Ohne auf Marias Gruß zu reagieren wandte er sich an Josef.

"Hol mir den Neuankömmling und danach direkt diese unsägliche und nicht tot zu kriegende Frau Reeben. Wenn sie sich schon zur Ruhe begeben haben wirf sie raus aus ihrem Bett oder Sarg - ich will sie heute Nacht noch sprechen! Ich bin in meinem Arbeitszimmer."

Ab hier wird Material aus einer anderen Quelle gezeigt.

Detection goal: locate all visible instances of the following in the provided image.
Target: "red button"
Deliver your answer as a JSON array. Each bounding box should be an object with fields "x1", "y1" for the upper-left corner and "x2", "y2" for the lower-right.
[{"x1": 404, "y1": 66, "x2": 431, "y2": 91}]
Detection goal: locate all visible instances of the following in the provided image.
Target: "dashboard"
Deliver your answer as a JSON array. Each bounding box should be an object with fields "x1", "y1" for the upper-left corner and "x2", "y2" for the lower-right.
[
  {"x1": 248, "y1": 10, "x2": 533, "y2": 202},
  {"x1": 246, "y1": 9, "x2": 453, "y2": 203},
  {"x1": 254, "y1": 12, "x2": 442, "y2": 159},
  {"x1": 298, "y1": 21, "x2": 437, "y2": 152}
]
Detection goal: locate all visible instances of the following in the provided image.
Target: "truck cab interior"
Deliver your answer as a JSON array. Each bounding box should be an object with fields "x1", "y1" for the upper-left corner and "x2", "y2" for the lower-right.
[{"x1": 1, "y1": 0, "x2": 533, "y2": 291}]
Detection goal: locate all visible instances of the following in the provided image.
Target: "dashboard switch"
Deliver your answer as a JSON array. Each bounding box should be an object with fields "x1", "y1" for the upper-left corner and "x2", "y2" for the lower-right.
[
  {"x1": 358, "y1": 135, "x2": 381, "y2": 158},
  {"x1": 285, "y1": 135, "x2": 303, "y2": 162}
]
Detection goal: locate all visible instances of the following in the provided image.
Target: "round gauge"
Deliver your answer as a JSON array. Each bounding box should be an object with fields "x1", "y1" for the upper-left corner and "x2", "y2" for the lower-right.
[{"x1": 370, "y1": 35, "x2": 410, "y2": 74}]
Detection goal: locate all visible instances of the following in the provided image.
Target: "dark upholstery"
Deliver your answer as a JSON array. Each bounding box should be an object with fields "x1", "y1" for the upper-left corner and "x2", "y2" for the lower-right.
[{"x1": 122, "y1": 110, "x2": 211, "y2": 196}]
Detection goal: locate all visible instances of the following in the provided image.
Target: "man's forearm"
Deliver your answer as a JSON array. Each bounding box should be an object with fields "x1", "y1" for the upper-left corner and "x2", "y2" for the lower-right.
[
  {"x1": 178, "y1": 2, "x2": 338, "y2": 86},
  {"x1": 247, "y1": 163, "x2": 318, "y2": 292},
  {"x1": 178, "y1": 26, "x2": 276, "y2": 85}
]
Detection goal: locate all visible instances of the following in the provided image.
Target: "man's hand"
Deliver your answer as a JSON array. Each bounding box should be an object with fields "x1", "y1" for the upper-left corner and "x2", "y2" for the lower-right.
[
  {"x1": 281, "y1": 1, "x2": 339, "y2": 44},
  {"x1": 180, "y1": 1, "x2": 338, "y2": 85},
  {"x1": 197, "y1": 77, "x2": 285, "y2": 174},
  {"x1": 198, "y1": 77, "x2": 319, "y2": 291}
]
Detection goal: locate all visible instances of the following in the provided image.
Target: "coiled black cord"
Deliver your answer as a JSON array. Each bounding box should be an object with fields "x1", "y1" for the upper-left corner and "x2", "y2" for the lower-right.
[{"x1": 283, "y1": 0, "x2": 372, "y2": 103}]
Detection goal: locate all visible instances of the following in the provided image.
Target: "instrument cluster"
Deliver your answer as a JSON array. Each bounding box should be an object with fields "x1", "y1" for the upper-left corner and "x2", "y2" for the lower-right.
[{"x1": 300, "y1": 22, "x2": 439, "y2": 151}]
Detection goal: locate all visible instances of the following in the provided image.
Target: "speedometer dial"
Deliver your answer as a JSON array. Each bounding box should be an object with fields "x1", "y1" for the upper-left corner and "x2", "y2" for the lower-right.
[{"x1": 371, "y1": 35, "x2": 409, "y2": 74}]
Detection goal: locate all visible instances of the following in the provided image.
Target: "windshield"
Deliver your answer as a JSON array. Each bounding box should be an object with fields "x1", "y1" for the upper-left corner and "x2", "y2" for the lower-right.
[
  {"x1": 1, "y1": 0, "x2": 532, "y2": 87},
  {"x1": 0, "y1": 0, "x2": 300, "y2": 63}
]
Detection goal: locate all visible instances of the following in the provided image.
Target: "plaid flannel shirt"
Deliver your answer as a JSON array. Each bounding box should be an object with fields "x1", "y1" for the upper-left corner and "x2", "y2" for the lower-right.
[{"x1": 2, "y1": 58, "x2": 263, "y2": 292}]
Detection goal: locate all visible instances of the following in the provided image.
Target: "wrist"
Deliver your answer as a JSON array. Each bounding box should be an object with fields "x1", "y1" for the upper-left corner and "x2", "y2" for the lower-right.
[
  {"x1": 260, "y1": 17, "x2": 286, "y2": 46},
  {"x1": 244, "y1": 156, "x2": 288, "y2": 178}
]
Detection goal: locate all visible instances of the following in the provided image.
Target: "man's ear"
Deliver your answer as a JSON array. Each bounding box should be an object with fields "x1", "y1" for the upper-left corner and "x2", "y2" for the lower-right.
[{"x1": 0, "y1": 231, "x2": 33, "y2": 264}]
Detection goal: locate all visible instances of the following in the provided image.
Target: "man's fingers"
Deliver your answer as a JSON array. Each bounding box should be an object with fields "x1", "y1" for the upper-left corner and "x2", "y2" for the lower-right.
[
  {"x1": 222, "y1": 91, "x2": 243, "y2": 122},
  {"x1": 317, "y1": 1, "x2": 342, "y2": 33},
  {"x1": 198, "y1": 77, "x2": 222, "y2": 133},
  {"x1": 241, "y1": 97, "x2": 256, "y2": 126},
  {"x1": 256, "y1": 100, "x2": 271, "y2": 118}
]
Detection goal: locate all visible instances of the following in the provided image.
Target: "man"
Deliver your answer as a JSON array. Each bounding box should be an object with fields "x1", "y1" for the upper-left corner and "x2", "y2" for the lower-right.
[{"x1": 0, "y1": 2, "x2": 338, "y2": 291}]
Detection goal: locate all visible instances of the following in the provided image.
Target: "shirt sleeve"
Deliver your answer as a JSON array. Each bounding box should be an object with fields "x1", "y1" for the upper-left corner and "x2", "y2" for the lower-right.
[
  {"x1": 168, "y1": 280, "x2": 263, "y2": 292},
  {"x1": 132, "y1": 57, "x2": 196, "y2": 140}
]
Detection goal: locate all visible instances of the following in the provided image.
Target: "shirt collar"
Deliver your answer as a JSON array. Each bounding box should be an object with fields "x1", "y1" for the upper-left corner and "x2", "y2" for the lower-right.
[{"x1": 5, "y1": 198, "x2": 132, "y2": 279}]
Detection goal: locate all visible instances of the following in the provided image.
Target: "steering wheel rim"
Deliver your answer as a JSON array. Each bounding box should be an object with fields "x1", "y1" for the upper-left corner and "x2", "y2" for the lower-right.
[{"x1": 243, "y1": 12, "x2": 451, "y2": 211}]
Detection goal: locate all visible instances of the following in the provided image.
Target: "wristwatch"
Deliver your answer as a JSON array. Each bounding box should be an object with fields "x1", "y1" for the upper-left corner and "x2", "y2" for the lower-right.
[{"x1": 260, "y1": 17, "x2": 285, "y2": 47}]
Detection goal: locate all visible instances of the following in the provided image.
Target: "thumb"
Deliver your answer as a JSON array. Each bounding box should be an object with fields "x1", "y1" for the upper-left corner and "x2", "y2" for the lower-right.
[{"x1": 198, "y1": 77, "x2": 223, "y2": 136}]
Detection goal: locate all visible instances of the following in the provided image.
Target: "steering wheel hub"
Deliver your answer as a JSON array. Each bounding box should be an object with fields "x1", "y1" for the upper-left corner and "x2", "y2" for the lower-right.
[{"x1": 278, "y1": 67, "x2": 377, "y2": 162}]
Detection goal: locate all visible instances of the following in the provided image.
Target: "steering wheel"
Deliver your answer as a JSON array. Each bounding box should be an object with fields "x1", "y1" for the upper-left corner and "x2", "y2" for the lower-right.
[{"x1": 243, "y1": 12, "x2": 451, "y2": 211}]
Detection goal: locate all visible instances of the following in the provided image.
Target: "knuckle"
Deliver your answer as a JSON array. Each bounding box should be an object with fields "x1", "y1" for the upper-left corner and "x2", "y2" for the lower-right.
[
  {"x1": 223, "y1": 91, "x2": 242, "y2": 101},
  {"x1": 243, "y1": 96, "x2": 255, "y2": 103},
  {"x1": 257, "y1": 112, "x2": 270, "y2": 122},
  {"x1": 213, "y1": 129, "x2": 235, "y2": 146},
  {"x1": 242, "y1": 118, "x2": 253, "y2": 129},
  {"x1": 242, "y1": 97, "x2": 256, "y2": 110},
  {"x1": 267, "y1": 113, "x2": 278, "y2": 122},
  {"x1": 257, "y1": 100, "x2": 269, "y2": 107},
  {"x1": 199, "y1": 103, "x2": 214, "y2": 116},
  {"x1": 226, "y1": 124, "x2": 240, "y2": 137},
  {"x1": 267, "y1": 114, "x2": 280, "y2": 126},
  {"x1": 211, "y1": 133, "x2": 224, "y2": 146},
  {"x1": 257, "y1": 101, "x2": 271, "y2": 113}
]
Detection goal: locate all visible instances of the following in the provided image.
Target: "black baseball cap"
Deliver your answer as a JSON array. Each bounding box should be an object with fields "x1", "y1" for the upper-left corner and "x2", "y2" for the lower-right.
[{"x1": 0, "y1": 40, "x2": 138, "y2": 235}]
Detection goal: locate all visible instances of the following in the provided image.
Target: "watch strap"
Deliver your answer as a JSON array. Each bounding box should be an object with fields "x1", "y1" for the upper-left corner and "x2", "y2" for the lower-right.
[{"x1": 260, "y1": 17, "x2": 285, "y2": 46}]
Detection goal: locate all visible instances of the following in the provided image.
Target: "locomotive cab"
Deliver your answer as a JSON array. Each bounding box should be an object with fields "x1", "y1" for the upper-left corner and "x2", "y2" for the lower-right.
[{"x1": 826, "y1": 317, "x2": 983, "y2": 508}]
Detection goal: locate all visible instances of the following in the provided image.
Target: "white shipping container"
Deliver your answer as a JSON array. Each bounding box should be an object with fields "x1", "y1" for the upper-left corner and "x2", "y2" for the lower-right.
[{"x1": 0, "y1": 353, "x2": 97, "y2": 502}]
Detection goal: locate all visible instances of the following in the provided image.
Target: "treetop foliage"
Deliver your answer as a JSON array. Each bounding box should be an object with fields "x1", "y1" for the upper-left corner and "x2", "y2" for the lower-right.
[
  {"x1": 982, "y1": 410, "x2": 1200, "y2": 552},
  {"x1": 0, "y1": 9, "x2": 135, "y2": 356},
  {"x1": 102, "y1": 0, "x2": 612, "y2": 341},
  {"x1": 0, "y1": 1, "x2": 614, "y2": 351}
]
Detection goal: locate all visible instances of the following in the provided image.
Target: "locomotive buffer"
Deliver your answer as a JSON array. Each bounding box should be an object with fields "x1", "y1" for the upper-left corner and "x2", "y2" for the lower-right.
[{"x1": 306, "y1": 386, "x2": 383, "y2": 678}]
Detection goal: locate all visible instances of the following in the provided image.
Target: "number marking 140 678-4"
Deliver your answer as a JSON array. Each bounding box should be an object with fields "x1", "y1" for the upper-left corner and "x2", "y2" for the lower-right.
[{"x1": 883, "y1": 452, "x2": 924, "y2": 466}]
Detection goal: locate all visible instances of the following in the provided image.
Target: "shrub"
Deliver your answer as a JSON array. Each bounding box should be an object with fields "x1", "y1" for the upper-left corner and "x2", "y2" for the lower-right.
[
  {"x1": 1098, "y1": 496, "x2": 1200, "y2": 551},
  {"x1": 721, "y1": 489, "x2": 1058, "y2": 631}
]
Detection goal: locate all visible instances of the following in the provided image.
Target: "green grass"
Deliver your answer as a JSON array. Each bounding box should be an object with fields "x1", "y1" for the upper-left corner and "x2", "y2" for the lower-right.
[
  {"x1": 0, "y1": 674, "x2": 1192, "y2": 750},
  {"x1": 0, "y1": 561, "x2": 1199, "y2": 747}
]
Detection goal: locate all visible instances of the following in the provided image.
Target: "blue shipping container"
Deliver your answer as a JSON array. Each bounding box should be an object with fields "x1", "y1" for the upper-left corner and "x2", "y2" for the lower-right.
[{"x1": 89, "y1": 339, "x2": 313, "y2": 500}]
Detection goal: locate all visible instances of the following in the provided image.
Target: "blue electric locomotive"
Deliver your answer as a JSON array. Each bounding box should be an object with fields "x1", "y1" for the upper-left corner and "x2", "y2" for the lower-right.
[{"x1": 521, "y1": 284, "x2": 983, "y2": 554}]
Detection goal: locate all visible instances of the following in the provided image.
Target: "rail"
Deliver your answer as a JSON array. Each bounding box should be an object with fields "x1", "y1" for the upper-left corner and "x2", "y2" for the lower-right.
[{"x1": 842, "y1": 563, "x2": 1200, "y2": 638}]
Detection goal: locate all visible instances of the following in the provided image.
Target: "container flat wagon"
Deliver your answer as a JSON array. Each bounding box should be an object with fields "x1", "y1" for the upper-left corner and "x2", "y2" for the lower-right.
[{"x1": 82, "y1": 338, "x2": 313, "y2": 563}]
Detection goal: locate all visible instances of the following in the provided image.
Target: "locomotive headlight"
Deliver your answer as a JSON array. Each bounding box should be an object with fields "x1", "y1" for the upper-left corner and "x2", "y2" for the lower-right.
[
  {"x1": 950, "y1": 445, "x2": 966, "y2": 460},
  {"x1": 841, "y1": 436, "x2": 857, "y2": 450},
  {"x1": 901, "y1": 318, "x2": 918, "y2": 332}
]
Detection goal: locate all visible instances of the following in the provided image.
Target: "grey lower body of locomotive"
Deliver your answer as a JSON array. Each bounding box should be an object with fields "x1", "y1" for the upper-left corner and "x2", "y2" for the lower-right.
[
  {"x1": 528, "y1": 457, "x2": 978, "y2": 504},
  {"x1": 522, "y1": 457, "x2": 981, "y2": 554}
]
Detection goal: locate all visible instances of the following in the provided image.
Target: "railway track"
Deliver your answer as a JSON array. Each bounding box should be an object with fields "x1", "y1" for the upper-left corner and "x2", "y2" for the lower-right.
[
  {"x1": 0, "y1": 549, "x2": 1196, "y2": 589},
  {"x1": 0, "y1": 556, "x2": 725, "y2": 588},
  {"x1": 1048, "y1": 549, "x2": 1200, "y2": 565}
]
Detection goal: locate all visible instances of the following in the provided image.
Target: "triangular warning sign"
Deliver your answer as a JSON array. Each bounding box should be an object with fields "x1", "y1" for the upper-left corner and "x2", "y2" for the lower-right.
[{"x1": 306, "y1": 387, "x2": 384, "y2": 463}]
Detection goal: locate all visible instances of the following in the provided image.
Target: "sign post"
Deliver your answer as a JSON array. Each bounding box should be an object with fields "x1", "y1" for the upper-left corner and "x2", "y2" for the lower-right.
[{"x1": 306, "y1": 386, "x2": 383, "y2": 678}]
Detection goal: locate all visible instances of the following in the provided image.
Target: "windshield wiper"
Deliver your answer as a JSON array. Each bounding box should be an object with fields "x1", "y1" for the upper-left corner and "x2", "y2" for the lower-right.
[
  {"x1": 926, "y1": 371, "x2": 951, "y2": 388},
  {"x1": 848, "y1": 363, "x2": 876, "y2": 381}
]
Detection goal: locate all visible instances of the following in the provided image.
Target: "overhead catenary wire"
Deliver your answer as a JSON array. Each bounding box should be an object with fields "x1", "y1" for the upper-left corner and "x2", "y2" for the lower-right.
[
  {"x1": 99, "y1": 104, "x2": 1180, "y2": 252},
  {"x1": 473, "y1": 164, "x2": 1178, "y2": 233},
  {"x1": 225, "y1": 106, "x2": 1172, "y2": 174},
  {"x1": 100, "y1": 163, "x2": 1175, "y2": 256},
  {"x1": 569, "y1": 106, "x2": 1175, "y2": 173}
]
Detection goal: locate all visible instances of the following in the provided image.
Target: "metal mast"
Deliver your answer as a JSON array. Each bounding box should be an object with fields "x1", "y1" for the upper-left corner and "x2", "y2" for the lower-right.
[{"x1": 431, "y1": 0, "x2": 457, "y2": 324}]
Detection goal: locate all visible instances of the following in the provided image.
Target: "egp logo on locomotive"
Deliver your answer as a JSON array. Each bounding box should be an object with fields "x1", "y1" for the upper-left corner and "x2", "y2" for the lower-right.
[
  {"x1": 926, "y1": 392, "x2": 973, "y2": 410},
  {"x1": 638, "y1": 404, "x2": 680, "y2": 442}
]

Grimm rauschte davon und lies Josef mit der Aufgabe zurück. Der alte Herr mit dem Kaiser-Wilhelm-Bart machte sich sofort auf dem Weg zu den Zimmern der beiden Herrschaften.
 
Anna würde der Ghul tatsächlich in ihrem Zimmer finden. Sie saß an ihrem Laptop. Durch die Tür hinweg würde der Ghul bereits persische Sätze hören können. Es waren Banalitäten.. Offensichtlich war sie dabei, sich diese Sprache anzueignen und zu lernen. Anna fühlte sich leer. Das hier gab ihr wenigstens etwas zu tun. Und sie musste sich selbst nicht spüren.
 
Josef kam vor dem Zimmer an, das besagte Frau Reeben bewohnte und klopfte höflich aber bestimmt an die Tür. Sein Herr war kein geduldiger Mann und seine Stimmung schien sich während des Kampfes am Skilift weiter verfinstert zu haben. Fast bedauerte Josef, der eigentlich ein geduldiger und freundlicher Mann war, die junge Dame. Nach dem Herein betrat er das Zimmer und verneigte sich kurz vor Anna.
"Guten Abend gnädiges Fräulein, ich bin Josef" lies sich der Ghul mit leichtem Wiener Akzent vernehmen, "mein Herr, der Ahn Johannes Honorius Grimm, lässt sich dem gnädigen Fräulein empfehlen und erbittet ihre sofortige Anwesenheit in seinem Arbeitszimmer zwecks einer Unterredung bezüglich ihrer Rückkehr. Wenn gnädiges Fräulein mir bitte nach unten folgen würden?"
 
Das 'Herein' von Anna erfolgte auch prompt lediglich eine Sekunde nach dem Anklopfen des Ghuls. Es gab für Anna keinen Anlass jemanden warten lassen zu wollen. Sie saß an ihrem Schreibtisch und hatte sich auf dem Stuhl zur Tür herum gedraht, um ihren Besucher ansehen zu können. Ihr Laptop war hoch gefahren und das Sprachlernprogramm darauf pausierte. Ihr Gesicht blieb vollkommen ohne Regung, während der Ghul sich und sein Anliegen vorstellte, obwohl Anna durchaus positiv angetan war. Die Sprache der Höflichkeit, derer er sich bediente, war endlich etwas, was Anna hier in Finstertal ohne größere Probleme verstand, anders als so viele andere Dinge. Hier hatte sie jemanden vor sich, der seinen Platz kannte und wo die Rollenverteilung klar war. Die meisten anderen, die ihr bisher begegnet waren, bereiteten ihr weit größere Probleme. Sie registrierte sehr wohl dass Josef sie auch über seinen Herren nicht im Geringsten im Unklaren ließ, was seinen Namen und seine Stellung im Clan anging. auch dafür war Anna dankbar, selbst wenn man es für eine Selbstverständlichkeit halten mochte.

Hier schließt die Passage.